DanS,
How big of a hole are you cutting? If you are cutting a hole large enough that a beaver can swim up into it, they will do so, and knock your snares down as they propell themselves around the pole cutting it. I have @26" of ice now and am guessing you may be close to that. I cut a "Slot" in the ice that is roughly the size of a chainsaw bar or slightly larger, and is parallel to the beaver house and about 3' outside of the feedpile. Then I take a bait pole and lower it into the hole until it hits bottom. If the bottom is hard, I pull the pole back up and sharpen the bottom of the pole with a long skinny point, like a pencil. If it is a loon poop soft bottom I leave the pole cut square. I then lower the pole back to the bottom and just let the pole stand on it's own weight. I then reach under the ice and grab the baitpole with my hand so that the top of my hand is against the bottom of the ice. I then lift the pole back out and put a small mark at the top of my hand on the pole with my hatchet, so I know where the bottom of the ice is at.I then put top of my snares about 2" below the mark on the pole(the nail on your spikes).If it is a hard bottom pond, I then put my bottom two snares so that the CENTER of the loops are aproximately 18-20" from the bottom(imagine a beaver sitting on the bottom and chewing on the pole)because that is what they will do if it is a hard bottom. If it is a soft loon poop bottom, I just put two snare about three inches below the bottom of top two snares. I put a "score" on the pole where each snare is closest to the pole.Then I run my safety cable through the bottom two snares loops, and then up through the top two snares. I then lower the pole through the slot until it hits bottom, and then turn the pole 90 degrees so that the Spikes are pointing to and away from the beavers house/lodge/bank den/most likely direction it will approach. What this does is put the snares directly below the bottom of the ice, points the scores to and away from the house (which is a beavers most likely direction of travel as it leaves or approaches a feedpile/cache), and puts the pole in an area where the beaver most often has a run coming out of the house, adjacent to the feedpile/cache (for the Canucks).
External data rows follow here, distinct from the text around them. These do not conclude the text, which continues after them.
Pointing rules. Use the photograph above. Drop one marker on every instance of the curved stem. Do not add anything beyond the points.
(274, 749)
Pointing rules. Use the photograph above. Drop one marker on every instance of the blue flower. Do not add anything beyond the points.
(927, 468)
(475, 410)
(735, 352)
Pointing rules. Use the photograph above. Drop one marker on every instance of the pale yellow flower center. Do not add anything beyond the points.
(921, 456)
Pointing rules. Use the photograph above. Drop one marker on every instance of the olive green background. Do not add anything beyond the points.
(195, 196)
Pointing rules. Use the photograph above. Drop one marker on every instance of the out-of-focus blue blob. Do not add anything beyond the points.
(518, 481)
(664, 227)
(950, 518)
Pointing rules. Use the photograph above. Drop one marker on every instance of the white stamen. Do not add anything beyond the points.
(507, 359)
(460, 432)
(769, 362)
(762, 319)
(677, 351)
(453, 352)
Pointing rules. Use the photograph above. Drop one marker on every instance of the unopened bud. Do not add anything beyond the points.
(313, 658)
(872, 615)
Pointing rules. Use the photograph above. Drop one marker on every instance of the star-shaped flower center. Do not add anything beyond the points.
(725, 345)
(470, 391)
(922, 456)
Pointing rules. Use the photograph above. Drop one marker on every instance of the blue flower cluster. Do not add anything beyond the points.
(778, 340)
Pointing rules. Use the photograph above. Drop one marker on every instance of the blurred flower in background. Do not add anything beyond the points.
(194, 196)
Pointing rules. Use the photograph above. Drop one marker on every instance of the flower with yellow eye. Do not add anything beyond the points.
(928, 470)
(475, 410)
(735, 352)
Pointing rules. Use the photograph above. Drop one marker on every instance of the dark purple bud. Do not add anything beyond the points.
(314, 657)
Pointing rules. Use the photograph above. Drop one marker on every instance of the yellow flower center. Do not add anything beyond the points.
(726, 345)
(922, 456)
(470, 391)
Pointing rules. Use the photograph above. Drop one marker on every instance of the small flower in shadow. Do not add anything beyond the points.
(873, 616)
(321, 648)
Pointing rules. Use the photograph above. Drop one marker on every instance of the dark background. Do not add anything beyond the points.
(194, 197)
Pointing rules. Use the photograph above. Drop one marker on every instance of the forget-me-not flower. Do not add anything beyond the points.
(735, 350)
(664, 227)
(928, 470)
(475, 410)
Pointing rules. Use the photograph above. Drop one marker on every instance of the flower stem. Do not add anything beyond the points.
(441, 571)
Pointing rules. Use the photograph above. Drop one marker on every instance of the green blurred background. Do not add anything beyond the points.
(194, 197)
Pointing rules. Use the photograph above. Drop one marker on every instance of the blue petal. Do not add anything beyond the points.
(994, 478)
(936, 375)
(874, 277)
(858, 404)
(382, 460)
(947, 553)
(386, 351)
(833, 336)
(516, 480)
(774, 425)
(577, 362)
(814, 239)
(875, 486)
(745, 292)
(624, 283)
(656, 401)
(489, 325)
The reason for such a long answer is that I am using the exact same snare you have(5/64" Beaver Spikes)and the beaver are pounding popple here right now.I'm guessing you are cutting too large of holes and the beaver are coming into the holes to work the pole and knocking down your snares with their feet.Heres a couple pictures from the same colony I got the triple in two days ago. Picked up two small ones today from the same three poles and the third pole was cut in half with no beaver.



Crowley,
Probably the same answers as I gave DanS. There are only a couple ways I know a beaver can pull a snare loop down tight and not be caught. The beaver swims by your pole with a brushy limb and the limbs pull the snares down completely shut. The beaver catches the snare loop between their body and their front foot and swims away from the pole.The beaver cuts the pole in half and drags the pole around on the stick lined bottom and pulls the snares shut. The beaver catch the snares between their toes as they propell theirselves around the pole and pull the snares completely shut,or have been caught by a front foot and pull the snare off their fron foot with their other foot and pull it completely shut, and doing so quite often pull the spike off the pole or bend the cable slightly. I've had snares pulled down with small tips of limbs in them many times, and have also caught beaver that had limbs pinned against their bodies by the snare, that they were carrying back to the house.
In some ponds/lakes muskrats will knock down alot of snares, while they chew on the baitpoles, but this is easily recognized by the small bite mark patterns, and sometimes I catch a few of them. When the rats are doing this though, the loops are usually just dropped down to about a three inch loop.